The CBO measured the sizes of tax cuts by looking at the revenue effects of the bills as a percentage of gross domestic product – in other words, how much federal revenue the bill cuts as a portion of the economy – over five years. Reagan’s 1981 tax cut and Obama’s 2012 tax cut extension were 3.5% and 1.7% of GDP, respectively.

Trump’s 2017 tax cut, by contrast, was estimated to be about 1% of GDP.

The Committee for a Responsible Federal Budget, a nonprofit, found in 2017 that the framework for the Trump tax cuts would be the fourth largest since 1940 in inflation-adjusted dollars and the eighth largest since 1918 as a percentage of gross domestic product.

From CNN’s Tami Luhby

Trump makes false claims about election fraud in RNC video

Claim: President Donald Trump, in a video, urged Republicans to use “every appropriate tool available to beat the Democrats,” including voting by mail. Trump relentlessly disparaged mail-in voting during the 2020 election, falsely claiming it was rife with fraud, and he has continued to sharply criticize it during the current campaign

But Trump’s comments in the convention video also included some of his regular false claims about elections. After claiming he would “once and for all secure our elections” as president, Trump again insinuated the 2020 election was not secure, saying, “We never want what happened in 2020 to happen again.”

And he said, “Keep your eyes open, because these people want to cheat and they do cheat, and frankly, it’s the only thing they do well.”
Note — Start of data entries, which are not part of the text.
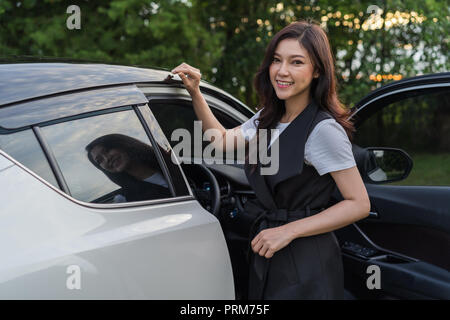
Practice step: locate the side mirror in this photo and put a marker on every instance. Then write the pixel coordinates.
(384, 165)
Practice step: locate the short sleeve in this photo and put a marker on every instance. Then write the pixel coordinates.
(328, 148)
(248, 128)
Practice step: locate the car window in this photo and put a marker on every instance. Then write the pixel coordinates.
(172, 115)
(24, 147)
(420, 125)
(107, 158)
(173, 166)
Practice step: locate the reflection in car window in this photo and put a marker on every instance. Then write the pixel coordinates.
(179, 183)
(107, 158)
(24, 147)
(420, 125)
(174, 115)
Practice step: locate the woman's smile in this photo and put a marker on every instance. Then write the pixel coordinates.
(284, 84)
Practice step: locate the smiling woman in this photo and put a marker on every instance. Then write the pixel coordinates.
(295, 253)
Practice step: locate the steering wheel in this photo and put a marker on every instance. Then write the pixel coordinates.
(211, 196)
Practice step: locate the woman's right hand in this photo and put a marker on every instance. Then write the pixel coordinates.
(190, 76)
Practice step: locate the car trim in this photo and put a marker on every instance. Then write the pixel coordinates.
(96, 205)
(48, 152)
(178, 165)
(153, 92)
(395, 92)
(161, 161)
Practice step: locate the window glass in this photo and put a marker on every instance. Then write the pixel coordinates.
(107, 158)
(24, 147)
(178, 181)
(419, 125)
(172, 115)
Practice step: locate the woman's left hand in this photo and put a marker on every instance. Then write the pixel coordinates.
(269, 241)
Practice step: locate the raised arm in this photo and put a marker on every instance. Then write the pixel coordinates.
(191, 79)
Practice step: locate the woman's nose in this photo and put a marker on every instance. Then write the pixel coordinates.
(283, 69)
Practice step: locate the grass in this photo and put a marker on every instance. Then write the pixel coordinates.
(428, 170)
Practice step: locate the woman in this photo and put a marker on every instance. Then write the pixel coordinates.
(295, 253)
(130, 164)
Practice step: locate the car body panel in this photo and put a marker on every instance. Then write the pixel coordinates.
(144, 252)
(60, 106)
(26, 81)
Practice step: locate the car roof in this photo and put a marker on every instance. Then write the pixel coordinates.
(20, 82)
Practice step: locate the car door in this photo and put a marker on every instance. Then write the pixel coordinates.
(408, 232)
(72, 230)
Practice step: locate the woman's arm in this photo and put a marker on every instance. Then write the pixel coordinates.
(231, 138)
(355, 206)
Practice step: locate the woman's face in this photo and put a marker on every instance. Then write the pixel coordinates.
(291, 71)
(112, 160)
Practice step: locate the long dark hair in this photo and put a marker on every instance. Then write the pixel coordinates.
(323, 89)
(136, 150)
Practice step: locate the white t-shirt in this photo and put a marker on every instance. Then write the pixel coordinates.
(327, 148)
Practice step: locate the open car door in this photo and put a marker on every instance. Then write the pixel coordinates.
(402, 149)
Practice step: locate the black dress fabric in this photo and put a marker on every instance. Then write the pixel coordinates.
(309, 267)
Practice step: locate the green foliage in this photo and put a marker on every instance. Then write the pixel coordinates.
(226, 39)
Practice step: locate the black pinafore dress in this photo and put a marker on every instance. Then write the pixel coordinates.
(309, 267)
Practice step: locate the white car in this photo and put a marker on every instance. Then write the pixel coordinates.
(96, 204)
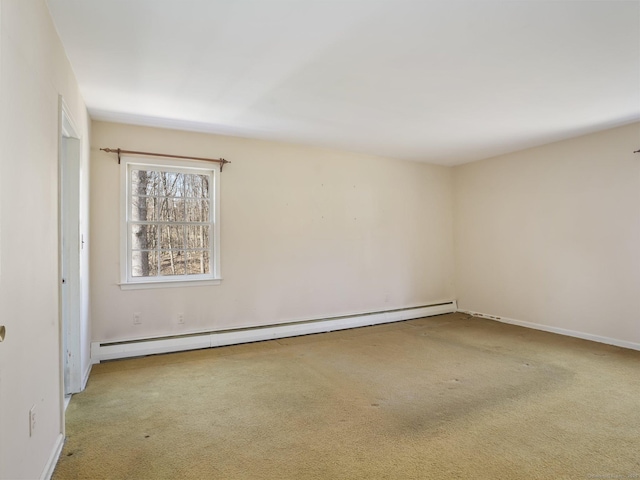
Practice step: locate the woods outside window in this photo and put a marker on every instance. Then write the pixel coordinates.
(170, 226)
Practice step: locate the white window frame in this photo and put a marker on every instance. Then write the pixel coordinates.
(127, 281)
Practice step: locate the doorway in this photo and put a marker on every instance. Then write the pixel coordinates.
(71, 246)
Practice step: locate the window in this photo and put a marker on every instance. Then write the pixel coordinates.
(170, 223)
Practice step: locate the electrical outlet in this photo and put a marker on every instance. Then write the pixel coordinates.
(32, 421)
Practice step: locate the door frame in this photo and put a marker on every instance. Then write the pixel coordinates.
(69, 253)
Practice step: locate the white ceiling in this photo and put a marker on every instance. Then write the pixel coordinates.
(444, 82)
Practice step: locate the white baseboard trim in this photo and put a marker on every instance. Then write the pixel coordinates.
(47, 473)
(560, 331)
(85, 377)
(136, 348)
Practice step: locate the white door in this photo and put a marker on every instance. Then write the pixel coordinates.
(70, 251)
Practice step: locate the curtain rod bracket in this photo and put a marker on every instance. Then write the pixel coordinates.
(221, 161)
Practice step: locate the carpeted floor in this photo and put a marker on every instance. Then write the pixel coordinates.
(440, 397)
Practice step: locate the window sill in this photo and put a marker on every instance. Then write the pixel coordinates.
(169, 284)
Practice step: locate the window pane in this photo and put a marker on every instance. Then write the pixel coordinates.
(171, 184)
(171, 237)
(143, 237)
(144, 264)
(196, 186)
(197, 262)
(172, 262)
(171, 210)
(144, 182)
(198, 236)
(197, 210)
(143, 209)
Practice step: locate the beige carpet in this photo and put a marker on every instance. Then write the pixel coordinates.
(441, 397)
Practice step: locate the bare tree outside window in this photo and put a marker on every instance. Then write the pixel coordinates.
(170, 223)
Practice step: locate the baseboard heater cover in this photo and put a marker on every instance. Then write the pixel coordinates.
(559, 331)
(152, 346)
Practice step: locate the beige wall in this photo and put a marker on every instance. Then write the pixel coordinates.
(551, 235)
(306, 233)
(33, 71)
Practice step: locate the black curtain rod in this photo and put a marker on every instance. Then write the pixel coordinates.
(119, 151)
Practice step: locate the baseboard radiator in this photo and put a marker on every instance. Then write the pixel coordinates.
(152, 346)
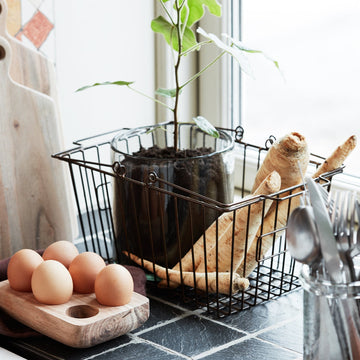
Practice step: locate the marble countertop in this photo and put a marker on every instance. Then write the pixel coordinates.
(270, 330)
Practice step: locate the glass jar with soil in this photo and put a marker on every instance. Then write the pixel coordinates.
(153, 217)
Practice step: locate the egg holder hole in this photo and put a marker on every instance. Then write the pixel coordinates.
(82, 311)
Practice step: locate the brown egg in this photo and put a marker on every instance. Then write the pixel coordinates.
(84, 269)
(21, 267)
(63, 251)
(114, 285)
(51, 283)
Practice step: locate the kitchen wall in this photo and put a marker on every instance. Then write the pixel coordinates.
(91, 41)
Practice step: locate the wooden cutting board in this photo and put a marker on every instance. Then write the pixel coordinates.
(34, 207)
(81, 322)
(28, 67)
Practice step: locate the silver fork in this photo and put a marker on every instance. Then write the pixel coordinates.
(342, 213)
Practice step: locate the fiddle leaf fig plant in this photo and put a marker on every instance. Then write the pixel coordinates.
(177, 26)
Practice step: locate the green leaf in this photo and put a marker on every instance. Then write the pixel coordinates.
(162, 26)
(120, 82)
(235, 52)
(166, 92)
(196, 10)
(241, 46)
(205, 126)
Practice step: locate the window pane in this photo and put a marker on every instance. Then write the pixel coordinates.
(317, 45)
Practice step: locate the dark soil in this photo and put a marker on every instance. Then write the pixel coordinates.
(170, 153)
(162, 226)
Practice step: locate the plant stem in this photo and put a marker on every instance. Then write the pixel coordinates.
(194, 77)
(149, 97)
(177, 67)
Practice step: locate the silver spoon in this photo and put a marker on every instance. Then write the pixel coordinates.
(301, 235)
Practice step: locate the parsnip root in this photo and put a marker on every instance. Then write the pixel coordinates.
(222, 282)
(285, 207)
(338, 157)
(289, 157)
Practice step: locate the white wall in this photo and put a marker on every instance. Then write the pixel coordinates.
(103, 41)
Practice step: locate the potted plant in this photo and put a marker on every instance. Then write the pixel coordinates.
(194, 156)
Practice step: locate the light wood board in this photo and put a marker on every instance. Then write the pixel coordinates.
(34, 207)
(81, 322)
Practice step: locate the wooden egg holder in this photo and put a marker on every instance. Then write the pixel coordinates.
(81, 322)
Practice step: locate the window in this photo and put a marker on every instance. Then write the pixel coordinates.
(317, 44)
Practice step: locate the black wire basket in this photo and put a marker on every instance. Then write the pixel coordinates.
(270, 272)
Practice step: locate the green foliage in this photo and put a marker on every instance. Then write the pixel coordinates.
(169, 31)
(205, 126)
(177, 28)
(120, 82)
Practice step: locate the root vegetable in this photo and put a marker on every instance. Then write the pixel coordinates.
(285, 156)
(228, 255)
(289, 157)
(197, 251)
(277, 217)
(338, 157)
(222, 282)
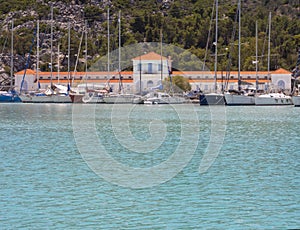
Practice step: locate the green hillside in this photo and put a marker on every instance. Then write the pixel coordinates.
(183, 23)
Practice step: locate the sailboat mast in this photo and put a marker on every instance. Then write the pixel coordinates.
(12, 54)
(269, 48)
(216, 47)
(161, 62)
(119, 68)
(37, 51)
(239, 45)
(108, 44)
(58, 63)
(51, 45)
(119, 20)
(256, 55)
(85, 55)
(69, 41)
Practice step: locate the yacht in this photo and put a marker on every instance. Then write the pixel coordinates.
(122, 98)
(234, 97)
(163, 98)
(296, 100)
(273, 99)
(212, 99)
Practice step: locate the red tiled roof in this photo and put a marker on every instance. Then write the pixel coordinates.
(152, 56)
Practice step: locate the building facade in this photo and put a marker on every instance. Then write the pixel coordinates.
(149, 70)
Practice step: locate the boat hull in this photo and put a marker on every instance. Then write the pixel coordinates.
(212, 99)
(8, 98)
(91, 98)
(296, 101)
(123, 99)
(76, 98)
(232, 99)
(273, 100)
(46, 99)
Get the Facts: Trump’s claims are false slightly vaguer versions of his usual statements that the 2020 election was rigged and stolen and that Democrats are serial election cheaters. The 2020 election was highly secure; Trump lost fair and square to Joe Biden by an Electoral College margin of 306 to 232; there is no evidence of voter fraud even close to widespread enough to have changed the outcome in any state; and there is no basis for claiming that election cheating is the only thing at which Trump’s opponents excel.

The Trump administration’s Cybersecurity and Infrastructure Security Agency, part of the Department of Homeland Security, said in a post-election November 2020 statement: “The November 3rd election was the most secure in American history.”